2) I am still not a morning person.
3) This generation of students doesn't use email much. They don't send a confirming reply unless you explicitly request it, so it can feel like you're shouting into the void. On the upside, I was glad they so readily left behind their laptops in coming to class.
4) Lecturing on five books, a dozen articles, and the craft of nonfiction is a lot for one month. I used cards with abstract keyword prompts (e.g., for The Immortal Life of Henrietta Lacks: gender, class, race, identity) to guide discussion. Being a teacher requires an extraordinary vocabulary, one which you can and will flub from time to time, and then you must decide: do I correct myself in front of my students?

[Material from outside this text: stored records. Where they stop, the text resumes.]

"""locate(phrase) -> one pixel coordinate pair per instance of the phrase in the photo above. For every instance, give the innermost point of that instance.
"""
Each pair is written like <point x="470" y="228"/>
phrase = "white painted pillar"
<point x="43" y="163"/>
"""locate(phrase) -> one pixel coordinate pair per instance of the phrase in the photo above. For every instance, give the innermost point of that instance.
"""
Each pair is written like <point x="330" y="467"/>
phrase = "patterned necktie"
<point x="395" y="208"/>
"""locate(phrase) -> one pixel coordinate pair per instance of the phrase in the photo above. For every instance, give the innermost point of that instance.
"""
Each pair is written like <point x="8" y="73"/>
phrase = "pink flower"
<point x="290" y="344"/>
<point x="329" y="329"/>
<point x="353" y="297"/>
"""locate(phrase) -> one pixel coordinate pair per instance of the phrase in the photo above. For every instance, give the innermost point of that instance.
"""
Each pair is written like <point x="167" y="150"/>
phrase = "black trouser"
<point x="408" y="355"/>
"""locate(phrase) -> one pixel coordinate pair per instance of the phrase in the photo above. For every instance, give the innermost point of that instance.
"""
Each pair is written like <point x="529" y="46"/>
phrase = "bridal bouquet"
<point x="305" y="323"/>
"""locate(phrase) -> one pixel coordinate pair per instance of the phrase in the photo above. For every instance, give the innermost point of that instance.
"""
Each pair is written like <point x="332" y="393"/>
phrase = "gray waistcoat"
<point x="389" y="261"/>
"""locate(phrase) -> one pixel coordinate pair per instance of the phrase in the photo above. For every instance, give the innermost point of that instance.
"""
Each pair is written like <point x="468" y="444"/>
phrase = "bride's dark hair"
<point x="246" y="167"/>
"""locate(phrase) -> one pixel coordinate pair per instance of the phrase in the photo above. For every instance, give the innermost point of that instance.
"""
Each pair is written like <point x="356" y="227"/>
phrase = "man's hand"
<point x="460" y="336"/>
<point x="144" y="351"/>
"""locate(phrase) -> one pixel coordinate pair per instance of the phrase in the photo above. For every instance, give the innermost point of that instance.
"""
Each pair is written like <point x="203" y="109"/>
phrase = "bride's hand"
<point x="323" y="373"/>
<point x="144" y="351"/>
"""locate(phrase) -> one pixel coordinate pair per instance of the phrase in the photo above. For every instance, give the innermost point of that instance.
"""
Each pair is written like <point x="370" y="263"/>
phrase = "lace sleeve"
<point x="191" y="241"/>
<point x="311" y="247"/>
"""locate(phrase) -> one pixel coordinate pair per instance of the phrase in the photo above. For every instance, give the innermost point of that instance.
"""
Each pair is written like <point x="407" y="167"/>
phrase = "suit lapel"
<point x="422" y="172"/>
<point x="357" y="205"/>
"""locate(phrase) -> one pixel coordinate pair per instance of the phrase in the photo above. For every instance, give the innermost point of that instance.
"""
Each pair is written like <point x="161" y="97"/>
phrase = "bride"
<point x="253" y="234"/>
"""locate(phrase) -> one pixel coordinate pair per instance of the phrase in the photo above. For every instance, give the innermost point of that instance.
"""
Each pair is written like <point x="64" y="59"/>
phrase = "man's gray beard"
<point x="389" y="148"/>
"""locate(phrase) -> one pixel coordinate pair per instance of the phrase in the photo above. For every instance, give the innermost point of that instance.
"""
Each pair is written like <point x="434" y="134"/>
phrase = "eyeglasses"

5) I still haven't figured out how to balance the needs of the students who get lost in class-wide silences, and the ones who use those silences to shape their answers.
6) No matter how sophisticated your class, arts and crafts are a good thing. Every time I can work erasures onto a syllabus, I do, thanks in large part to Mary Ruefle's great craft essay. This time around, we're using outdated science textbooks courtesy of Cornell College's library to shape creative texts from "uncreative" sources.
7) Never give back graded work at the beginning of class; always wait until the end.
8) Students are comfortable reading beyond their level in an academic field, as long as they are regularly assured that it's okay to not "get" everything. I was delighted by how many gravitated to Leonard Susskind's The Black Hole War, opting to read it in its entirety, which I suspect is in part because he is so generous on this point.
9) Strange that we ask students to spend four years offering up informal opinions--"Did you like it?"--and close analysis on the page, without offering practical experience with the intersection of the two: the 1,200-word book review. That's a real-world writing skill. We talked about what reviews are meant to do, reading examples from the New York Times Book Review and The American Scholar, and they wrote their own.
10) You never know which readings students will love, and which will elicit a "Meh." You never know which personal details to share, or which questions to answer only with editing. You never know who dreams, deep down, of being a poet.
Back in my own undergraduate days at the University of Virginia, I realize that I had no idea how hard it was to run a class. In recalling the things we harped on--spotting typos, expecting a 100% correct answer to every question, sulking when someone returned graded papers later than expected--I'm embarrassed. And newly grateful.

I came to Iowa with no expectations. I leave thinking I could live here.